Je ne peux m’empêcher de trouver un lien entre ces femmes, au genre toujours chic mais unique, aux allures de gravures, non pas de mode, mais de LEUR mode, ambassadrices de leur propre style, à la fois rétro et moderne, toujours osé et stylé, et finalement éternel.
Elles sont actives, décidées, à part, mais portées vers le monde, originales, elles acceptent toutes les différences et nous incitent à une culture plus large et généreuse.
Nancy Cunard, héritière de la compagnie de navigation du même nom –et qui existe encore – est née juste avant le siècle, veuve avec la guerre de 14, arrive en 1920 à Paris et incarne les années folles en étant muse ou maitresse (ou les deux) de Aldous Huxley , Tristan Tzara, James Joyce, Ezra Pound, Brancusi, Man Ray, Hemingway, Beckett , Aragon.. Pour ne citer qu’eux !
La crème des poètes, écrivains, artistes, dadaïstes, photographes ( ses photos sont mieux connues qu’elle-même) passe donc dans sa tête et son lit, et dés 1928, devenue éditrice, elle vit avec un compositeur et pianiste noir à Paris, HENRI CROWDER , qui va lui faire connaître Harlem et mieux comprendre le monde afro-américain.
Elle décide d’agir contre le racisme quotidien aux Etats-Unis, ainsi qu’aux Antilles, Jamaique, Brésil , dès 1930.
En 1934, elle publie « NEGRO ANTHOLOGY« , une sorte d’almanach, rempli de textes, lettres, extraits, photos, rapports, statistiques, nouvelles, témoignages, discours, proverbes, collections.. afin de démontrer les qualités et la culture ancestrale des africains !
Elle deviendra la championne de la cause afro-culturelle.
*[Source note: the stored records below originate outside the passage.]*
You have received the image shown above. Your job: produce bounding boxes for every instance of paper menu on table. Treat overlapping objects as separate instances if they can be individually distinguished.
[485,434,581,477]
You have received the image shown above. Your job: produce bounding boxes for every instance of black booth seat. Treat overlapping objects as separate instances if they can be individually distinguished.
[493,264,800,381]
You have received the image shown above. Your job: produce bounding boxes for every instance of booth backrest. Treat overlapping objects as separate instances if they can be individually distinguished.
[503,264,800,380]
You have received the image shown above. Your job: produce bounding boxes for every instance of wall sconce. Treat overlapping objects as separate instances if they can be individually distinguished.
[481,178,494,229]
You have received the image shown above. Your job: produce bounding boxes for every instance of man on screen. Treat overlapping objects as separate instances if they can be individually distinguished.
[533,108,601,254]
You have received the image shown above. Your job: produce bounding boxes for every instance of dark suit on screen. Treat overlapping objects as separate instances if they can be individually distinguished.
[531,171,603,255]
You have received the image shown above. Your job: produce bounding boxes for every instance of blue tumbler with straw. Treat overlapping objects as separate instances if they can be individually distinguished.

Elle dénonce le colonialisme , l’exploitation, le travail forcé, le vol… Et elle va le faire par le biais d’EDITIONS..
Elle n’est pas seule à tenter un état des lieux exact et sans exotisme de la situation sociale des africains dans le monde : Aldous Huxley, Virginia Woolf, les surréalistes, mais aussi des auteurs et journalistes afro américains, des photographes ( comme Siskind), des militants (comme Jomo Kenyata) et enfin des collectionneurs ( comme Charles Ratton) vont participer à ses LIVRES.
Pendant la guerre d’Espagne en 1936, elle sera correspondante des journaux de gauche anglais et de l’ASSOCIATED NEGRO PRESS de Chicago…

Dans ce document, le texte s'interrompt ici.